1.00 g of alkali metal carbonate, M_2CO_3, is dissolved in water and made up to 250 cm^3 in a volumetric flask. 25.00 cm^3 portions of this solution are titrated against 0.113M hydrochloric acid. The average titre is 12.80cm^3. What element is M?

1.00 g of alkali metal carbonate, M_2CO_3, is dissolved in water and made up to 250 cm^3 in a volumetric flask.
25.00 cm^3 portions of this solution are titrated against 0.113M hydrochloric acid. The average titre is 12.80cm^3
Calculate:
a. The moles of HCl in the titre
b. The moles of M_2CO_3 in 25 cm3 of solution
c. The moles of M_2CO_3 in 250 cm3 of solution
d. The relative formula mass of M_2CO_3
e. The identity of M

1 Answer
Nov 14, 2017

One necessary initial step is to write the stoichiometric equation....

M_2CO_3(s) + 2HCl(aq) rarr2MCl(aq) + H_2O(l) + CO_2(g)uarr

Explanation:

"a. Moles of HCl in titre:"

12.8*cm^3xx10^-3*L*cm^-3xx0.113*mol*L^-1=1.45xx10^-3*mol

"b. Moles of carbonate in 25 mL aliquot:"

(12.8*cm^3xx10^-3*L*cm^-3xx0.113*mol*L^-1)/2=7.23xx10^-4*mol

"c. Moles of carbonate in 250 mL:"

7.23xx10^-4*molxx10=7.23xx10^-3*mol

"d.

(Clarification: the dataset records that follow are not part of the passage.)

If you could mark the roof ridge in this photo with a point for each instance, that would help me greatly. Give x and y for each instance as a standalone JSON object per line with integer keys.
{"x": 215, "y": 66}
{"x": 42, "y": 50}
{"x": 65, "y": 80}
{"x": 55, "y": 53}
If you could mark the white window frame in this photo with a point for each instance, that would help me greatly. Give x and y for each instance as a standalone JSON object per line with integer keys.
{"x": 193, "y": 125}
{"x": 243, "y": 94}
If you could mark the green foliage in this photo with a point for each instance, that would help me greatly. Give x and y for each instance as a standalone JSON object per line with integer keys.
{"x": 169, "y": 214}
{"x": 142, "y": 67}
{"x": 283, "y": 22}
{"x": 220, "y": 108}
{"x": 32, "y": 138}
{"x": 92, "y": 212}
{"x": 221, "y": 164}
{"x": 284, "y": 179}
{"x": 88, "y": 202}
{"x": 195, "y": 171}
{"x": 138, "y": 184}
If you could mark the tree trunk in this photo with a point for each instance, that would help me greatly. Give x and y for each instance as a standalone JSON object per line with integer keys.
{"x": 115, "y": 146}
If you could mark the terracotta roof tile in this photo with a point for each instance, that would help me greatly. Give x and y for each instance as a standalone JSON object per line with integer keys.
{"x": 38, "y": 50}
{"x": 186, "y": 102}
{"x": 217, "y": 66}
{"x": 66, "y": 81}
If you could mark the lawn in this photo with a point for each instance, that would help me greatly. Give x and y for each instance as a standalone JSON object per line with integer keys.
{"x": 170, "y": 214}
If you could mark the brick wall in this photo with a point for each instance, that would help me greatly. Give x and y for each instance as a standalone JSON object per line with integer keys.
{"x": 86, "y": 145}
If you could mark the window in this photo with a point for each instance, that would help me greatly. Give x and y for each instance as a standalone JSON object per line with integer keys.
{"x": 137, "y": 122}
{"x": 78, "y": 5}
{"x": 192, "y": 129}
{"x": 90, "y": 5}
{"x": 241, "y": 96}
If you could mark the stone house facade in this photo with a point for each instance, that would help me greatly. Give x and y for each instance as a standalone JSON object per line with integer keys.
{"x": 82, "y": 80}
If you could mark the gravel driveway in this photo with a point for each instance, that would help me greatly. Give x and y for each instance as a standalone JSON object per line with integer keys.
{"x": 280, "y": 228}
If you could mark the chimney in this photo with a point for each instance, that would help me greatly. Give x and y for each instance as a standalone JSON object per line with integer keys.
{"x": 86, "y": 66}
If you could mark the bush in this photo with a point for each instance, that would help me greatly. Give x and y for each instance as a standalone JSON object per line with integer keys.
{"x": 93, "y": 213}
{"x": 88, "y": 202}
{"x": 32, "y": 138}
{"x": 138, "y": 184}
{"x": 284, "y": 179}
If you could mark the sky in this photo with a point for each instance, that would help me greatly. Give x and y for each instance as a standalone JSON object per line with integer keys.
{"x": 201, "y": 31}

Formula mass of carbonate:"

=(1.00*g)/(7.23xx10^-3*mol)=138.3*g*mol^-1

"e. Identity of metal and metal carbonate:"

We know that the formula mass of M_2CO_3-=138.3*g*mol^-1.

Since the mass of CO_3^(2-) is 60*g*mol^-1, the mass of the metal is....(138.3-60.0*g*mol^-1)/2=39.1*g*mol^-1.

And a quick glance at the Periodic Table confirms that we gots potassium metal, and the carbonate is K_2CO_3.